Umumnya, tumbuhan di daerah gurun memiliki daun yang kecil atau bahkan tidak berdaun, sehingga sangat sedikit air yang menguap. Ini disebabkan karena tumbuhan kehilangan air melalui daunnya. Selain itu tumbuhan lainnya ada yang sengaja merontokkan daunnya dalam musim kemarau. Sejumlah tumbuhan bahkan tidak tumbuh sama sekali selama musim kemarau panjang. Tumbuhan ini diam di tanah sebagai benih, menunggu hujan turun.
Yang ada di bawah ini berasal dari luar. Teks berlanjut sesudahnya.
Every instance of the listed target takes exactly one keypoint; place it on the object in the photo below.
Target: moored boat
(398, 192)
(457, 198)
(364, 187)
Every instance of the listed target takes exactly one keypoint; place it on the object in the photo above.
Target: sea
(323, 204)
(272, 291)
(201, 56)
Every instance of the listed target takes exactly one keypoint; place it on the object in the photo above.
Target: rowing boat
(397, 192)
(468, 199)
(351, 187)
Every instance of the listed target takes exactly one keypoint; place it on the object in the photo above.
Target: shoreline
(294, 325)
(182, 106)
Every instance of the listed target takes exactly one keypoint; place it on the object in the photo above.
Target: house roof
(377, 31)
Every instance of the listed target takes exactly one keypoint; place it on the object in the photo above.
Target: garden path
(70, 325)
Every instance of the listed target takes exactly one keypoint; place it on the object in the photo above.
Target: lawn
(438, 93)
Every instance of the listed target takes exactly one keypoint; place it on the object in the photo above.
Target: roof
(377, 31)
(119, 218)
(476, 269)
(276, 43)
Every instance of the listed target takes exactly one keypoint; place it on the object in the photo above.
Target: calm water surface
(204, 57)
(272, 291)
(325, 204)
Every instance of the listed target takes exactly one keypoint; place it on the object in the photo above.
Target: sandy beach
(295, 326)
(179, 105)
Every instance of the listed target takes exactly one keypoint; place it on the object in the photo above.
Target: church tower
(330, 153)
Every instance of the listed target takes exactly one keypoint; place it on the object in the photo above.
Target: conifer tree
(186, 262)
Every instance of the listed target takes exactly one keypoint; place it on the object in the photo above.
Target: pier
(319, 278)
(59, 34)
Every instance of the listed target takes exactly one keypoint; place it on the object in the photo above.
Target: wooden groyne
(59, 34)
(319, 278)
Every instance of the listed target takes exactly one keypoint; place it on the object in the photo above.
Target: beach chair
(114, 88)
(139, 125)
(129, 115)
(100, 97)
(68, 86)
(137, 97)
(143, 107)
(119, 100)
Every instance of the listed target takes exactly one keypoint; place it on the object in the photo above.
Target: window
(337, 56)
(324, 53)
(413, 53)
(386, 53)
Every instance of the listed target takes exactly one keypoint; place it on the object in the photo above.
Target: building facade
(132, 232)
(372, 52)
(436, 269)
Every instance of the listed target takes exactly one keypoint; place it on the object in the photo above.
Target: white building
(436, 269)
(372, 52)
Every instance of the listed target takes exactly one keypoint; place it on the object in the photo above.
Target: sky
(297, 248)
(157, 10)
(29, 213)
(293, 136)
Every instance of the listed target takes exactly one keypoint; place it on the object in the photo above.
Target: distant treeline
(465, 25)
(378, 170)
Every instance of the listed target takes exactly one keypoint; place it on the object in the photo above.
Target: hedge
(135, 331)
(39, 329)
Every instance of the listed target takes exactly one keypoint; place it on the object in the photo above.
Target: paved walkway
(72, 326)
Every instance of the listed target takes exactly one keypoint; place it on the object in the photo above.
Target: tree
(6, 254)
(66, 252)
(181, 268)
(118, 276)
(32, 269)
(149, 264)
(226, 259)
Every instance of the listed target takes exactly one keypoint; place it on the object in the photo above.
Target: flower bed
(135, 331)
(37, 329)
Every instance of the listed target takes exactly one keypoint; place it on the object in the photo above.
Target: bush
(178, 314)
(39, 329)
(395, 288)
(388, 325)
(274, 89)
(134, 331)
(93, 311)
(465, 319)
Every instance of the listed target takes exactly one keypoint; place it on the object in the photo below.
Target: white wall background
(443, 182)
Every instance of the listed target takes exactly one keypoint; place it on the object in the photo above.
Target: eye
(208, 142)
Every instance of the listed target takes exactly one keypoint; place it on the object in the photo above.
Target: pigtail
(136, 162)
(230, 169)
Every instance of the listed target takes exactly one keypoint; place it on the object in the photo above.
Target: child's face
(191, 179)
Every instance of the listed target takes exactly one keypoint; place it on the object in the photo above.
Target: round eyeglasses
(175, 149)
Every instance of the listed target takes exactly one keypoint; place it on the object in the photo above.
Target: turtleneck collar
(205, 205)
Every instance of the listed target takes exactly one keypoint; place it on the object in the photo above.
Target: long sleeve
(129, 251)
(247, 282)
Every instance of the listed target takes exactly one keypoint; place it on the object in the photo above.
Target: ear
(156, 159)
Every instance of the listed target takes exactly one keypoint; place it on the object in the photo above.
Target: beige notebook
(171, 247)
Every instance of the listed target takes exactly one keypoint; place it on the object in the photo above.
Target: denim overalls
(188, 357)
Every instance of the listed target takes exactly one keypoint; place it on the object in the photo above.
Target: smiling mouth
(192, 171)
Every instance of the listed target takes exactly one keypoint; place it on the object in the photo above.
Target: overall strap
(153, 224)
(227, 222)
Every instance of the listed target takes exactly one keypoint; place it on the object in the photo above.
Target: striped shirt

Ketika hujan turun, benih ini akan bertunas dengan cepat dan dalam beberapa hari, gurun menjadi penuh tumbuhan berwarna-warni. Tumbuhan ini banyak terdapat di gurun Kalahari.
Di daerah gurun juga banyak tumbuh pohon palem dan pohon kurma yang buahnya sering dimakan manusia. Biasanya pohon palem dan kurma tumbuh dekat dekat Oase (daerah subur di gurun, dimana air tanah mengalir ke permukaan, atau daerah yang terdapat sungai permanen). Selain pohon palem dan kurma, masih banyak tumbuhan lain, termasuk ilalang yang tumbuh di sekitar daerah oase.